Aspiration needle can be attached to the V lead terminal on the cable of the ECG in an attempt to reduce the chances of entering the cardiac chamber. After aspiration to dryness, free drainage is facilitate using the pericardial drain in situ. Aspiration fluid is sent for culture, cytology, gram stain and biochemical studies. The pericardial drain will be removed after 24 hour when the fluid drainage has been stopped. It is important to avoid contraindicated drug such as nitrates, diuretics or preload reducing agents.
References
1.Spodick, David H. “Acute Cardiac Tamponade.” New England Journal of Medicine 349, no. 7 (2003): 684–690. doi:10.1056/NEJMra022643.
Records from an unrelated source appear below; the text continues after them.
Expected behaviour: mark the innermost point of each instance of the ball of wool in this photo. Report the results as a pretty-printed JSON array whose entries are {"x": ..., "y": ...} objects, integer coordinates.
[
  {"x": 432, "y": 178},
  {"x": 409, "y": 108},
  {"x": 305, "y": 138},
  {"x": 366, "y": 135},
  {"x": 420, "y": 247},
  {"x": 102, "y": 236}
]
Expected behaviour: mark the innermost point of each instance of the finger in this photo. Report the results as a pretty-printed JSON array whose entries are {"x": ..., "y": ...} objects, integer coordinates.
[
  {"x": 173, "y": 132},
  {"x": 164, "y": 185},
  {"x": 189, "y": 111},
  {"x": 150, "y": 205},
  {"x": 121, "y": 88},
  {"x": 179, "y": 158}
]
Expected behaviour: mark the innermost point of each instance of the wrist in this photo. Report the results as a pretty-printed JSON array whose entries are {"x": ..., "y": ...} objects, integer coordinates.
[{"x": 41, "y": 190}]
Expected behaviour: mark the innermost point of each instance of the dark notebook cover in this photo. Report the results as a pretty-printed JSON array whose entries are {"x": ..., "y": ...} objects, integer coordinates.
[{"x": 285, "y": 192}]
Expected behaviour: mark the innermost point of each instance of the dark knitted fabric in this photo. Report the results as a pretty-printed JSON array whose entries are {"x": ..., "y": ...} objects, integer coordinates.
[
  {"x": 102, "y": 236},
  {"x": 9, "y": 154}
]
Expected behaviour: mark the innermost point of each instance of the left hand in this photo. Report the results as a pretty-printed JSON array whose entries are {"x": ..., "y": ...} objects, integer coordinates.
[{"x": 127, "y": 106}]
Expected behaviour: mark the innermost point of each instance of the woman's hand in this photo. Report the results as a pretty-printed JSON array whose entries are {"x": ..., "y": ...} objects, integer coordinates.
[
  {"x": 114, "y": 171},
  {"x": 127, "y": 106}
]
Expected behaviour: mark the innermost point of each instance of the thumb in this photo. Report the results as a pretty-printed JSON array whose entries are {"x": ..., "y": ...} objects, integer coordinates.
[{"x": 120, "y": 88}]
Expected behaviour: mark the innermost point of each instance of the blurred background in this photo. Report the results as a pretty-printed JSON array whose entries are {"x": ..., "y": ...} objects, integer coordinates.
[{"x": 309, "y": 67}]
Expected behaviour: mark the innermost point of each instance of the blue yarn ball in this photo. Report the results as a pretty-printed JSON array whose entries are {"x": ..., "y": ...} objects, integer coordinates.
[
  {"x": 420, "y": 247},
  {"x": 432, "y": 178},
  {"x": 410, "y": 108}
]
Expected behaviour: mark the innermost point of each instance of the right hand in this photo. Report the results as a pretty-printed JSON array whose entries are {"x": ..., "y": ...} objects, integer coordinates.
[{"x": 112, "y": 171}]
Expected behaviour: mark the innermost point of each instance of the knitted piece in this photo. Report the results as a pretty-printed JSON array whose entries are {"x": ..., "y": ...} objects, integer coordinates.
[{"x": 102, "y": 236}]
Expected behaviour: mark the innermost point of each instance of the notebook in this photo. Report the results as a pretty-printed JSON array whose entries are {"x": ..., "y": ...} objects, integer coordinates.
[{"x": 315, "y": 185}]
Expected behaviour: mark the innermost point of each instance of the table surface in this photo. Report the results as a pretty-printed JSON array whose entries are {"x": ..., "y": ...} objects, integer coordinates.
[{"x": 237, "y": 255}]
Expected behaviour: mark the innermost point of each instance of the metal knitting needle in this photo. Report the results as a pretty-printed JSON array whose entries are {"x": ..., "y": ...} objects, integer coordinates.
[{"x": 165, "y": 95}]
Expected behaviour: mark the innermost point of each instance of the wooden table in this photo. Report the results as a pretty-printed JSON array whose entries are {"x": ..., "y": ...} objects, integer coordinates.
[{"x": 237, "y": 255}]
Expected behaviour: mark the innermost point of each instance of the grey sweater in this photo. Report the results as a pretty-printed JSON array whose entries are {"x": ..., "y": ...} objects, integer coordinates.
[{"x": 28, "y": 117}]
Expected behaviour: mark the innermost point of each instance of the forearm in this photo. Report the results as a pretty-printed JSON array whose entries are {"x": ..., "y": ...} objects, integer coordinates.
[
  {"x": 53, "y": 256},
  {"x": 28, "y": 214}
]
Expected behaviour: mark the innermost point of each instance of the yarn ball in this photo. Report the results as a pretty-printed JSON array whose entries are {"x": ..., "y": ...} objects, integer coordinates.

2.Guberman, B. A., N. O. Fowler, P. J. Engel, M. Gueron, and J. M. Allen. “Cardiac Tamponade in Medical Patients.” Circulation 64, no. 3 (September 1, 1981): 633–640. doi:10.1161/01.CIR.64.3.633.
3.Alcan KE, Zabetakis PM, Marino ND, Franzone AJ, Michelis MF, and Bruno MS. “MAnagement of Acute Cardiac Tamponade by Subxiphoid Pericardiotomy.” JAMA 247, no. 8 (February 26, 1982): 1143–1148. doi:10.1001/jama.1982.03320330039023.